Its time to get the facts correct on the movement of people across the Mediterranean - Dr Dallal Stevens
Dr Dallal Stevens is from the Law School at the University of Warwick and is an expert on refugee and asylum law.
She said:
"In an article in The Times newspaper today, 13 May 2015, entitled ‘EU is putting migrants at risk’, and in an interview on the BBC’s Today programme, the Home Secretary, Theresa May, made several claims regarding the European Commission’s proposals on how to address the ‘migration’ crisis in the Mediterranean. Unfortunately, a number of her points are inaccurate or misleading and are politicising a humanitarian crisis.
May states:
1) ‘We cannot do anything which encourages more people to make these perilous journeys – or which makes it easier for gangs responsible for their misery. That is why the UK will not participate in a mandatory system of resettlement or relocation.’
Resettlement will not encourage more people to travel to the EU. It will actually do the opposite. Resettlement is about taking some refugees from countries struggling to cope with refugee numbers, such as Jordan, Lebanon and Turkey, which are hosting nearly 4 million Syrian refugees; it is about meeting our international obligations and ensuring that refugees do not have to ‘make perilous journeys’. The UNHCR has called for 20,000 resettlement places per year for the whole of the EU by 2020. This is minimal in the context of the global need for resettlement. Germany has already offered to take 20,000 on its own. The UK has resettled only 143 to date.
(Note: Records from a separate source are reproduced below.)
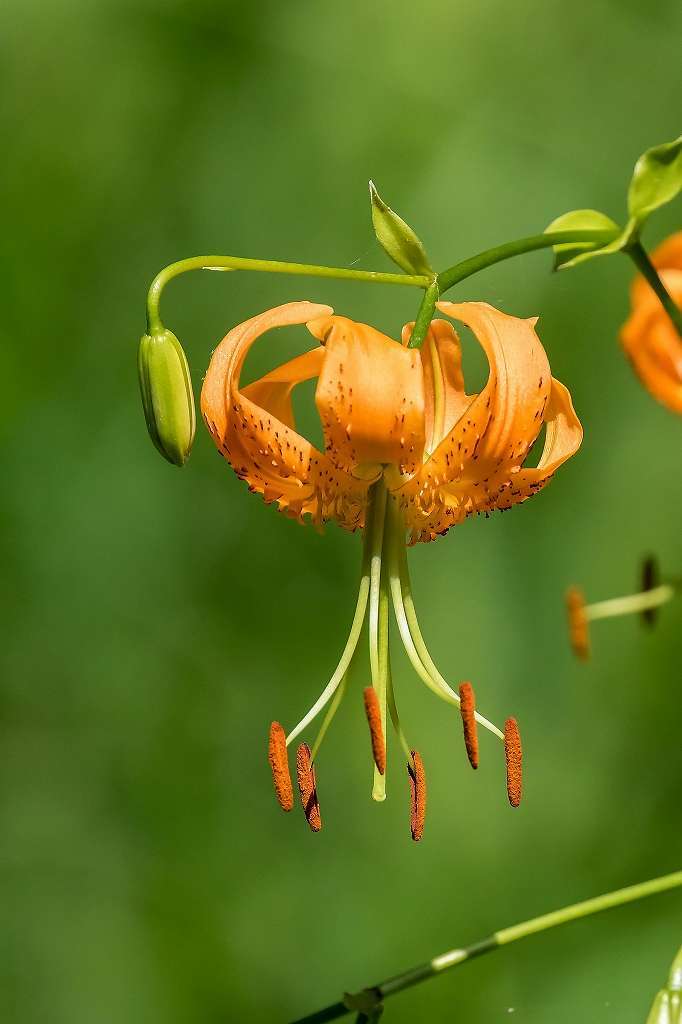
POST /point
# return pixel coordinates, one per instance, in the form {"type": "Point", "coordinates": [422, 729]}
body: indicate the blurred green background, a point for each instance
{"type": "Point", "coordinates": [155, 621]}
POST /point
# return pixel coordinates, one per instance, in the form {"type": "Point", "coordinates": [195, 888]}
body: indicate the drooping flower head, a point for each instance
{"type": "Point", "coordinates": [649, 337]}
{"type": "Point", "coordinates": [408, 452]}
{"type": "Point", "coordinates": [394, 414]}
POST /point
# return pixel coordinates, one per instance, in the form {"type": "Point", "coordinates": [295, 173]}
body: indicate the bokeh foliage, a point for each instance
{"type": "Point", "coordinates": [155, 621]}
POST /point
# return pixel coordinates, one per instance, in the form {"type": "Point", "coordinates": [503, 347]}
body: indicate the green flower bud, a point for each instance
{"type": "Point", "coordinates": [167, 397]}
{"type": "Point", "coordinates": [397, 239]}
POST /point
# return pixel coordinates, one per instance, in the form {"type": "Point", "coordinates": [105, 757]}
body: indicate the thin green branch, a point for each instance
{"type": "Point", "coordinates": [373, 996]}
{"type": "Point", "coordinates": [454, 274]}
{"type": "Point", "coordinates": [648, 271]}
{"type": "Point", "coordinates": [267, 266]}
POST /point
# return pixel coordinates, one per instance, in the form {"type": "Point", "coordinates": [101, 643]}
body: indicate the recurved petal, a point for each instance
{"type": "Point", "coordinates": [518, 386]}
{"type": "Point", "coordinates": [668, 256]}
{"type": "Point", "coordinates": [477, 468]}
{"type": "Point", "coordinates": [370, 397]}
{"type": "Point", "coordinates": [653, 345]}
{"type": "Point", "coordinates": [273, 391]}
{"type": "Point", "coordinates": [253, 429]}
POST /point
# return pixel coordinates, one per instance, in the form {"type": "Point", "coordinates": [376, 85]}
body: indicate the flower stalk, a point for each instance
{"type": "Point", "coordinates": [641, 260]}
{"type": "Point", "coordinates": [445, 280]}
{"type": "Point", "coordinates": [370, 999]}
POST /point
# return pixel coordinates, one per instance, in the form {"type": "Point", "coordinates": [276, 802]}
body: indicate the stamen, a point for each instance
{"type": "Point", "coordinates": [373, 712]}
{"type": "Point", "coordinates": [513, 756]}
{"type": "Point", "coordinates": [392, 709]}
{"type": "Point", "coordinates": [411, 635]}
{"type": "Point", "coordinates": [418, 796]}
{"type": "Point", "coordinates": [346, 656]}
{"type": "Point", "coordinates": [329, 716]}
{"type": "Point", "coordinates": [378, 620]}
{"type": "Point", "coordinates": [632, 604]}
{"type": "Point", "coordinates": [579, 629]}
{"type": "Point", "coordinates": [276, 755]}
{"type": "Point", "coordinates": [467, 709]}
{"type": "Point", "coordinates": [307, 786]}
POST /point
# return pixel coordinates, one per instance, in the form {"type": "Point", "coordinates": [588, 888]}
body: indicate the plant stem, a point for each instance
{"type": "Point", "coordinates": [454, 274]}
{"type": "Point", "coordinates": [375, 994]}
{"type": "Point", "coordinates": [433, 289]}
{"type": "Point", "coordinates": [649, 272]}
{"type": "Point", "coordinates": [264, 265]}
{"type": "Point", "coordinates": [424, 315]}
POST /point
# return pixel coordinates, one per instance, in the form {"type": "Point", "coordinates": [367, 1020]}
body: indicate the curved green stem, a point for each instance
{"type": "Point", "coordinates": [648, 271]}
{"type": "Point", "coordinates": [268, 266]}
{"type": "Point", "coordinates": [375, 994]}
{"type": "Point", "coordinates": [378, 616]}
{"type": "Point", "coordinates": [424, 315]}
{"type": "Point", "coordinates": [454, 274]}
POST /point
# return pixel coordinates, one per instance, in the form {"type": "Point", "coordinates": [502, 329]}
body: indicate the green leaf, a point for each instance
{"type": "Point", "coordinates": [397, 239]}
{"type": "Point", "coordinates": [656, 179]}
{"type": "Point", "coordinates": [570, 253]}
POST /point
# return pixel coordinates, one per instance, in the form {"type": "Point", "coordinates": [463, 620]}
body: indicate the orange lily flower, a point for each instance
{"type": "Point", "coordinates": [649, 338]}
{"type": "Point", "coordinates": [407, 451]}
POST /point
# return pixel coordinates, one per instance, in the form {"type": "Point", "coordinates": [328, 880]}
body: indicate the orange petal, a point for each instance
{"type": "Point", "coordinates": [651, 342]}
{"type": "Point", "coordinates": [518, 385]}
{"type": "Point", "coordinates": [370, 397]}
{"type": "Point", "coordinates": [477, 466]}
{"type": "Point", "coordinates": [254, 430]}
{"type": "Point", "coordinates": [563, 437]}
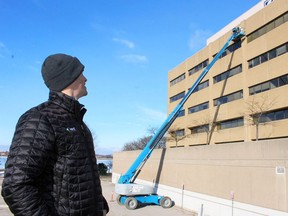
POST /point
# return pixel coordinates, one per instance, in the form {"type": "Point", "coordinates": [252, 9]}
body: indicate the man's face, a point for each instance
{"type": "Point", "coordinates": [78, 86]}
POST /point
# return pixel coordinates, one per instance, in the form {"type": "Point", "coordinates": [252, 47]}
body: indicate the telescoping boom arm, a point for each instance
{"type": "Point", "coordinates": [134, 170]}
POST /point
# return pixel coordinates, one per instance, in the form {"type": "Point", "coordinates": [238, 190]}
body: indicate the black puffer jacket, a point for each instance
{"type": "Point", "coordinates": [51, 167]}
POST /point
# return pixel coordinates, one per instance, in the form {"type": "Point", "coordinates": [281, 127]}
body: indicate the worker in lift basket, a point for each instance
{"type": "Point", "coordinates": [51, 169]}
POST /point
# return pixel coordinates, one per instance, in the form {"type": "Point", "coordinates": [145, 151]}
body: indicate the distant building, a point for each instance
{"type": "Point", "coordinates": [244, 95]}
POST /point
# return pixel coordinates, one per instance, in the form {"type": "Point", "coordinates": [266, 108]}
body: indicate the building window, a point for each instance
{"type": "Point", "coordinates": [180, 133]}
{"type": "Point", "coordinates": [274, 83]}
{"type": "Point", "coordinates": [199, 129]}
{"type": "Point", "coordinates": [230, 49]}
{"type": "Point", "coordinates": [228, 98]}
{"type": "Point", "coordinates": [268, 55]}
{"type": "Point", "coordinates": [227, 74]}
{"type": "Point", "coordinates": [177, 97]}
{"type": "Point", "coordinates": [198, 67]}
{"type": "Point", "coordinates": [181, 113]}
{"type": "Point", "coordinates": [178, 79]}
{"type": "Point", "coordinates": [268, 27]}
{"type": "Point", "coordinates": [238, 122]}
{"type": "Point", "coordinates": [274, 116]}
{"type": "Point", "coordinates": [201, 86]}
{"type": "Point", "coordinates": [198, 108]}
2) ‘…we must – and will – resist calls for the mandatory relocation or resettlement of migrants across Europe.’
The Home Secretary makes the common mistake of confusing migrants with refugees. The plans do not propose resettling or relocating migrants. Migrants cannot be resettled – only refugees. The Commission is proposing two limbs: distributing asylum seekers who have reached the EU, who will then have their claim assessed, and resettling some refugees from outside the EU. In fact, the Commission’s proposal actually seek to improve return and removal of irregular migrants and refused asylum seekers.
3) ‘… we should use military, intelligence and crime fighting assets not only to deliver search and rescue mechanisms, but also to crack down on the traffickers who are putting people at risk.’
There has been much usage of the term ‘trafficker’ but there is a distinction in law between trafficking and smuggling. Human trafficking focuses on exploitation – for example, trafficking for sex or labour through force or fraud; human smuggling is concerned with transportation and the evasion of immigration laws. The vast majority of those crossing the Mediterranean would fall under the smuggling category. In any event, talk of smuggling and trafficking misses the point – a large percentage arriving in the EU from North Africa are refugees or have protection needs – for example, in 2014, 20% were Syrian.
4) ‘The majority of those arriving are often from nations such as Nigeria and Eritrea, where their lives are not at immediate risk.’
Eritreans are at risk. In 2014, in the UK, the largest number of asylum applications came from Eritreans and 87% were granted protection.
It is time for less politics and more accuracy when discussing asylum and migration."